Pawai Ta’aruf yang menampilkan 1.448 dulang tembolak beak serta Festival Muharram terbukti berjalan aman, tertib, dan lancar.
Dalam penjelasannya, Bupati mengumumkan bahwa tata kelola keuangan Pemkab Lombok Timur sepanjang tahun 2025 kembali mendapatkan pengakuan tertinggi dari Badan Pemeriksa Keuangan (BPK) RI.
“Berdasarkan Laporan Hasil Pemeriksaan (LHP) atas LKPD Tahun Anggaran 2025 yang diserahkan 25 Mei 2026, Lombok Timur kembali mendapat predikat Wajar Tanpa Pengecualian (WTP),” ujar Haerul Warisin.
Lebih lanjut, Bupati memaparkan performa positif kinerja keuangan daerah sepanjang tahun 2025, di mana realisasi pendapatan berhasil menembus target yang telah dipatok.

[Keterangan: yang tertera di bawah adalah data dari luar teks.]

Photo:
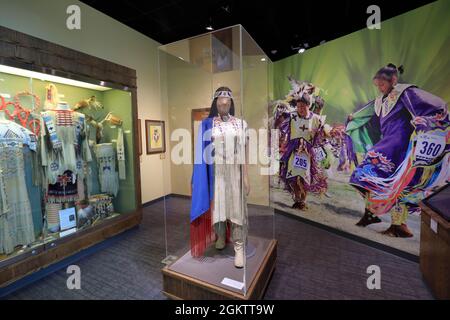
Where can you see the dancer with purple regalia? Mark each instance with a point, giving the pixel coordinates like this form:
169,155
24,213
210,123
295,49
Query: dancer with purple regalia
405,136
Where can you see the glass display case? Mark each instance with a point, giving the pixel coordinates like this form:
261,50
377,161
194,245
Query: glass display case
67,161
219,222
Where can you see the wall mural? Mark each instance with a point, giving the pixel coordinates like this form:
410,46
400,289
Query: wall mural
364,127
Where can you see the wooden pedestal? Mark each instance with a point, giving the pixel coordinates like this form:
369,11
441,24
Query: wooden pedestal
435,253
182,287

Dari target awal sebesar Rp3,436 triliun lebih, Pemkab Lombok Timur sukses membukukan pendapatan hingga Rp3,478 triliun lebih atau setara dengan 101,22%.

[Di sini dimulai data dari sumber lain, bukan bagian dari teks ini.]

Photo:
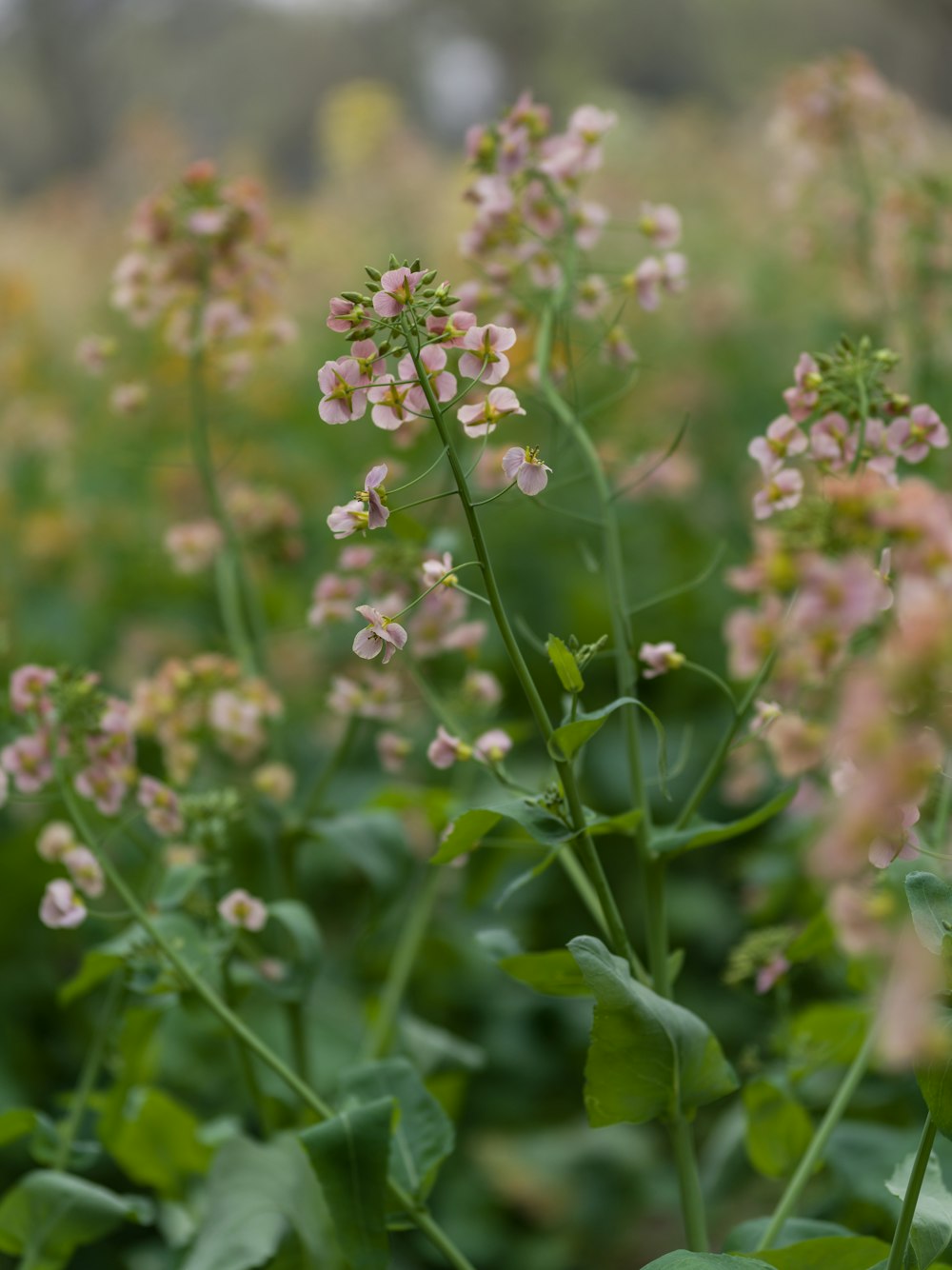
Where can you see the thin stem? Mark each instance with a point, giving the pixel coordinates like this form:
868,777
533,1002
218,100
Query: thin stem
236,1026
402,964
815,1151
901,1240
89,1073
585,844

Capaian positif tersebut ditopang oleh performa dari tiga sektor utama pendapatan daerah. Pendapatan transfer memberikan kontribusi paling optimal dengan realisasi menembus angka Rp2,900 triliun atau mencapai 101,69% dari target awal sebesar Rp2,852 triliun.

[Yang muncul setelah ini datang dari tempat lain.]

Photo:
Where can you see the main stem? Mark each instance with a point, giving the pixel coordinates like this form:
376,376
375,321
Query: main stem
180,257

Sementara itu, Pendapatan Asli Daerah (PAD) berhasil menyumbang sebesar Rp550,891 miliar, yang setara dengan 98,98% dari target yang dipatok senilai Rp556,578 miliar.
Adapun untuk pos lain-lain pendapatan yang sah, pemerintah daerah mencatatkan realisasi sebesar Rp26,664 miar atau mencapai 97,32% dari target awal sebesar Rp27,399 miliar.
Di pos pengeluaran, total Belanja Daerah Kabupaten Lombok Timur terserap sebesar Rp3,404 triliun atau berkisar 98,46% dari total pagu anggaran sebesar Rp3,457 triliun.
Anggaran belanja tersebut mengalir ke beberapa sektor dominan, di antaranya Belanja Operasi sebesar Rp2,646 triliun (99,43%), Belanja Transfer ke Desa senilai Rp459,085 miar (99,81%), Belanja Modal Rp292,893 miliar (89,15%), serta Belanja Tidak Terduga sebesar Rp5,413 miliar (77,34%).
Pada sisi pembiayaan, penerimaan terealisasi sebesar Rp105,880 miliar (96,82%) dan pengeluaran Rp75,762 miliar (85,60%), sehingga kalkulasi akhir membukukan Sisa Lebih Perhitungan Anggaran (SiLPA) sebesar Rp104,334 miliar.
Menutup penjelasannya, Bupati memaparkan kekuatan aset daerah berdasarkan Neraca Keuangan per 31 Desember 2025, di mana total aset Pemerintah Kabupaten Lombok Timur kini tercatat mencapai Rp5,201 triliun.
Angka tersebut didominasi oleh kepemilikan Aset Tetap senilai Rp4,611 triliun, disusul Investasi Jangka Panjang Rp287,730 miliar, Aset Lancar Rp219,047 miliar, Aset Properti Investasi Rp50,285 miar, serta pos Aset Lainnya sebesar Rp32,764 miliar.